SEATTLE, Wash. (WFLA) — Newly-released body camera footage from the Seattle Police Department (SPD) details shocking remarks made by an officer after a woman was fatally struck by a patrol car.
In January, a SPD officer was going 75 mph in a 25 mph zone while responding to a reported drug overdose and hit Jaahnavi Kandula, 23, killing her, according to a report from NBC affiliate KING.
Kandula, a graduate student, was using a crosswalk and had the right of way at the time of the crash, an incident report stated. She was reportedly wearing dark clothing and may have been wearing Airpods, according to the police department.
The driver had his emergency lights activated, but only “chirped” his sirens intermittently at intersections. He was not charged in connection to her death.
An officer who was not involved in the collision, Daniel Auderer, was captured by his own body-worn camera mocking Kandula’s death while speaking to the president of the Seattle Police Officers Guild over the phone, according to the Seattle Times.

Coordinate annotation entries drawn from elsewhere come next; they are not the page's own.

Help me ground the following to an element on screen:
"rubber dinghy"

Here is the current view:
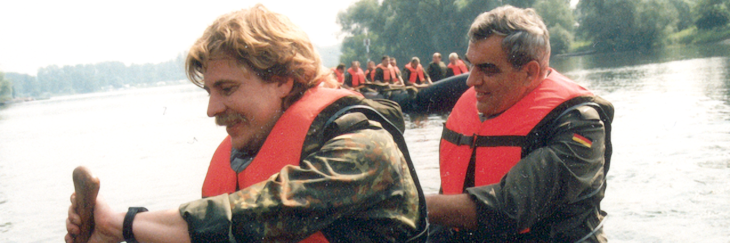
[363,73,469,114]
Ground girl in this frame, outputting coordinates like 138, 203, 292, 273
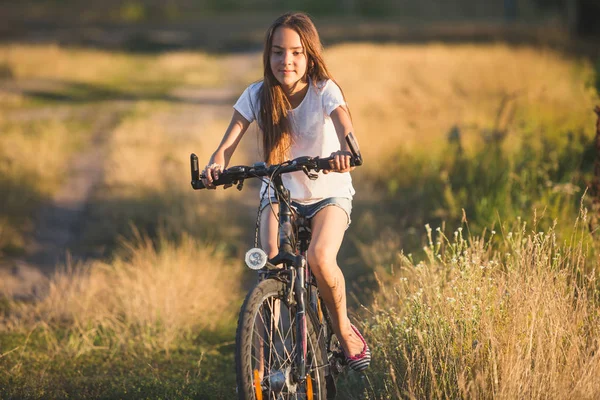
204, 13, 371, 371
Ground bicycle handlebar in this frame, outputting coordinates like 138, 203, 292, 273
190, 133, 363, 190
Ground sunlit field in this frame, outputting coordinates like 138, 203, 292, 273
0, 39, 600, 399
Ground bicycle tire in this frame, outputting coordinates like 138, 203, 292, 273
235, 279, 327, 400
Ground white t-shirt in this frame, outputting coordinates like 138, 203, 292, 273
233, 80, 354, 204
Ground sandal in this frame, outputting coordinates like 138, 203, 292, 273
344, 324, 371, 372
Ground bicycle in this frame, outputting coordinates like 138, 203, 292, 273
190, 133, 363, 400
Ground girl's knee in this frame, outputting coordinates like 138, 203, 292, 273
308, 247, 339, 279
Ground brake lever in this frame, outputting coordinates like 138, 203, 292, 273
302, 166, 319, 181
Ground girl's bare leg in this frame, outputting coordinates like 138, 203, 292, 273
308, 206, 364, 356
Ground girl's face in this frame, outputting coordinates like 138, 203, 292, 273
270, 26, 307, 90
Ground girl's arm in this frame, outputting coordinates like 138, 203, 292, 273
202, 110, 250, 189
324, 106, 354, 172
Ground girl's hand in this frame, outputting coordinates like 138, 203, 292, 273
323, 150, 354, 174
202, 163, 223, 189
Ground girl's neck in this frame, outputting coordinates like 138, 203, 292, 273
282, 79, 308, 109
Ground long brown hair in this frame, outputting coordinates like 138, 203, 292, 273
260, 13, 340, 164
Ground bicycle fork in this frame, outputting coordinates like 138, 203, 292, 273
294, 257, 308, 383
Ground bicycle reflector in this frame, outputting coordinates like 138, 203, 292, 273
245, 247, 267, 270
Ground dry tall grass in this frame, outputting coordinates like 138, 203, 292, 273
0, 44, 223, 90
3, 236, 242, 357
0, 115, 87, 258
352, 213, 600, 399
327, 44, 597, 161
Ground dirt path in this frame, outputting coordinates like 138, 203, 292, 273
0, 53, 260, 299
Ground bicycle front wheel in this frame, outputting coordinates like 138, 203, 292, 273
236, 279, 327, 400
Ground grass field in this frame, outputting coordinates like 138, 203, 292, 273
0, 36, 600, 399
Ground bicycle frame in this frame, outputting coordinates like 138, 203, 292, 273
269, 175, 307, 383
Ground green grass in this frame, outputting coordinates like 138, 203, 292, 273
0, 326, 235, 399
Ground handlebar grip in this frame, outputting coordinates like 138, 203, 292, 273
317, 154, 362, 170
346, 132, 363, 167
190, 153, 205, 190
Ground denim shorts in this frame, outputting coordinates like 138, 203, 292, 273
260, 197, 352, 229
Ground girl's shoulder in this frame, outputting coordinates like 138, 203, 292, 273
246, 80, 263, 96
314, 79, 339, 95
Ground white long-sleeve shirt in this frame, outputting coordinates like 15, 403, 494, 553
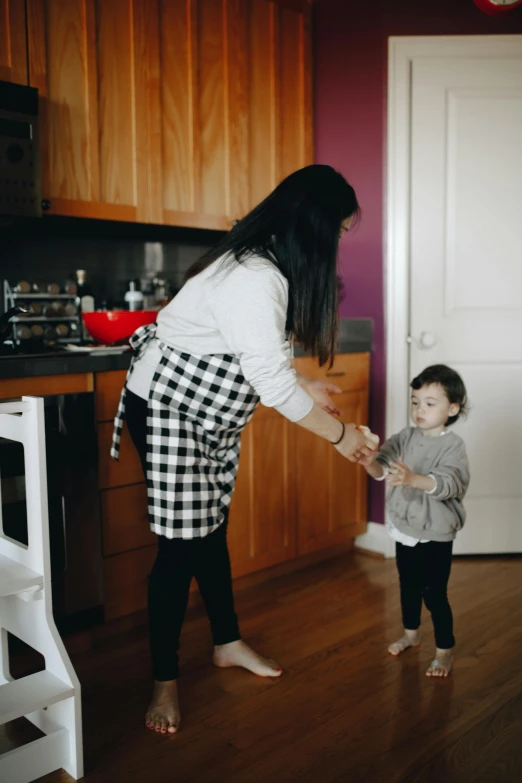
128, 256, 313, 421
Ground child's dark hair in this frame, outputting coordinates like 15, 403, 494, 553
410, 364, 468, 427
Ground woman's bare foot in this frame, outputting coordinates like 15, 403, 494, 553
426, 647, 453, 677
388, 628, 420, 656
214, 639, 283, 677
145, 680, 181, 734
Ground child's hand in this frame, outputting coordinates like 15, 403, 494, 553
357, 451, 377, 468
386, 458, 415, 487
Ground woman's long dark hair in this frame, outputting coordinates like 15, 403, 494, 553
185, 164, 359, 364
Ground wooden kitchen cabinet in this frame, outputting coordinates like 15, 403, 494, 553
23, 0, 313, 230
27, 0, 159, 222
0, 0, 28, 84
228, 406, 296, 576
295, 353, 369, 555
96, 353, 369, 618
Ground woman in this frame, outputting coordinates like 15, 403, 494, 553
112, 165, 373, 733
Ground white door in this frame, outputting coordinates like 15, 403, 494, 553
409, 36, 522, 554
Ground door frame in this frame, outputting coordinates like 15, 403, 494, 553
384, 35, 522, 437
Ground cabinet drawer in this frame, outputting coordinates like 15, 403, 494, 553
101, 484, 156, 557
103, 545, 157, 620
294, 353, 370, 392
0, 372, 94, 400
98, 421, 143, 489
96, 370, 127, 421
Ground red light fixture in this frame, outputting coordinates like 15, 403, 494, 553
475, 0, 522, 16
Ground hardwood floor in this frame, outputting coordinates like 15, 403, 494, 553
6, 553, 522, 783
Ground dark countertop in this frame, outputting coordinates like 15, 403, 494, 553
294, 318, 373, 356
0, 318, 373, 379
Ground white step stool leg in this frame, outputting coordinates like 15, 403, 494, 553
0, 628, 12, 685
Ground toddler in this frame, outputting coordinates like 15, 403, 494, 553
359, 364, 469, 677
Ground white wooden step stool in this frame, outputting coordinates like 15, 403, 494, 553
0, 397, 83, 783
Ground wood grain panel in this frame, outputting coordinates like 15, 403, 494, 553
252, 411, 296, 564
296, 392, 368, 554
26, 0, 50, 198
198, 0, 225, 215
42, 0, 98, 201
95, 0, 135, 205
276, 2, 304, 182
330, 391, 368, 532
95, 370, 127, 421
0, 372, 94, 400
163, 209, 228, 231
227, 422, 255, 576
42, 198, 138, 223
132, 0, 160, 223
245, 0, 277, 210
101, 484, 156, 557
300, 0, 314, 166
0, 0, 29, 84
103, 545, 157, 620
294, 353, 370, 392
228, 406, 296, 576
160, 0, 194, 211
98, 421, 143, 489
225, 0, 251, 219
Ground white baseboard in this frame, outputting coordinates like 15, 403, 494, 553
355, 522, 395, 557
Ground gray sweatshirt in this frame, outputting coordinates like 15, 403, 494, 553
376, 427, 469, 541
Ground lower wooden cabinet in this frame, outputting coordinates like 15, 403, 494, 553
296, 391, 368, 555
228, 406, 296, 576
96, 354, 369, 619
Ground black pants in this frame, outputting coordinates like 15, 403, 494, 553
396, 541, 455, 650
126, 391, 241, 680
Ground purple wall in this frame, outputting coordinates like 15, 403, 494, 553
314, 0, 522, 522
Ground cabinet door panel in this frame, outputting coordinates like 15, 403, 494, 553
0, 0, 28, 84
27, 0, 152, 222
229, 406, 295, 576
296, 391, 368, 554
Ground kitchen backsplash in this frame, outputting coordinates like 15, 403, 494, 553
0, 216, 220, 308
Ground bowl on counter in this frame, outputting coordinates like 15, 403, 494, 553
82, 310, 159, 345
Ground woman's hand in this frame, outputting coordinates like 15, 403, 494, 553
298, 375, 342, 416
335, 424, 377, 462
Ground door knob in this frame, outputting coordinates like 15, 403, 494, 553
406, 332, 437, 350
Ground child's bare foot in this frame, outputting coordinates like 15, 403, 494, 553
388, 628, 420, 656
214, 639, 283, 677
426, 648, 453, 677
145, 680, 181, 734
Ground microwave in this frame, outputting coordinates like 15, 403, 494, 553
0, 81, 42, 217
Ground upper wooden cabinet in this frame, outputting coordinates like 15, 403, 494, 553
25, 0, 313, 229
0, 0, 28, 84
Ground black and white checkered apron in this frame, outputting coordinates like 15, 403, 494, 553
111, 324, 259, 538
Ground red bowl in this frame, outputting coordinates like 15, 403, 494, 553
82, 310, 158, 345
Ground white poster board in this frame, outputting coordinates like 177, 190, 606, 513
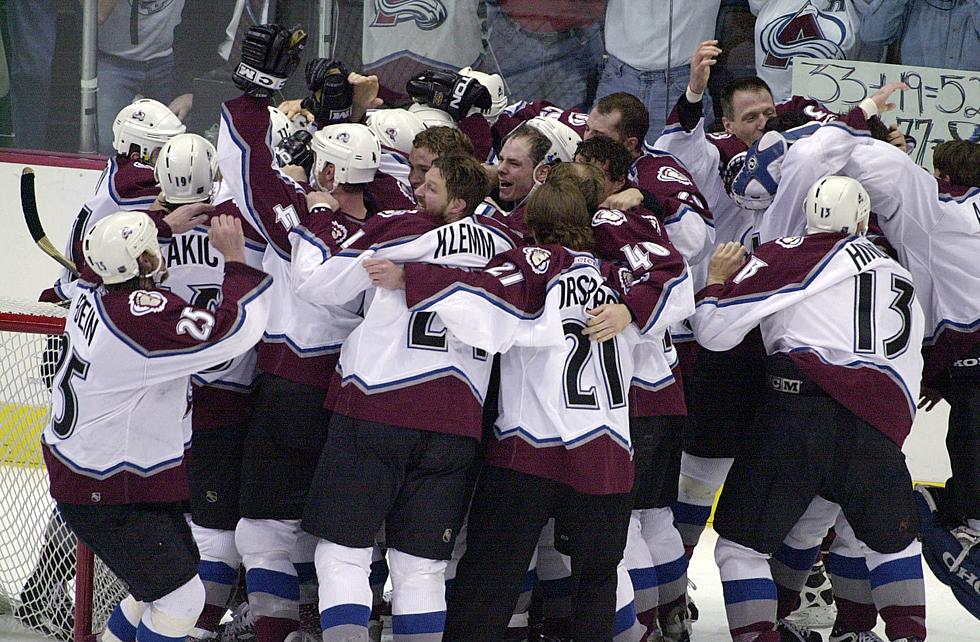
793, 57, 980, 170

Auderer is the vice president of the organization, which is the largest law enforcement labor union in the Northwest, according to KING.
He was dispatched to the site of the crash to determine if the officer that struck Kandula was impaired.
“I think she went up on the hood, hit the windshield, then when he hit the brakes, flew off the car. But she is dead,” Auderer said with a laugh.
He noted there “doesn’t seem to be” an investigation or criminal charges in the works before discussing a possible monetary settlement with Kandula’s family, if they were to sue the department.
“No, it’s just a regular person,” Auderer said, nonchalantly. “Yeah, just write a check.”
Auderer laughed again.
“Eleven thousand dollars,” Auderer said. “She was 26, anyway. She had limited value.”
An unidentified SPD employee flagged the body camera footage and notified their supervisors. The SPD Office of Police Accountability is investigating the incident.
“While any incident of public concern is under OPA, SPD or OIG review, no City employee should comment, either in their official or personal capacity, in a way that suggests that any factual, policy, or legal conclusions have been reached about the incident,” SPD said on Monday, according to KING. “Recognizing the public concern around this video, SPD is putting out this video in the interest of transparency, but consistent with City law, SPD reserves any comment on the substance pending the completion of OPA’s investigation.”
When reached for comment by the Seattle Times, Kandula’s uncle, Ashok Mandula, of Houston, said he was making arrangements to send her body to her mother in India.
“The family has nothing to say,” Mandula told the Seattle Times. “Except I wonder if these men’s daughters or granddaughters have value. A life is a life.”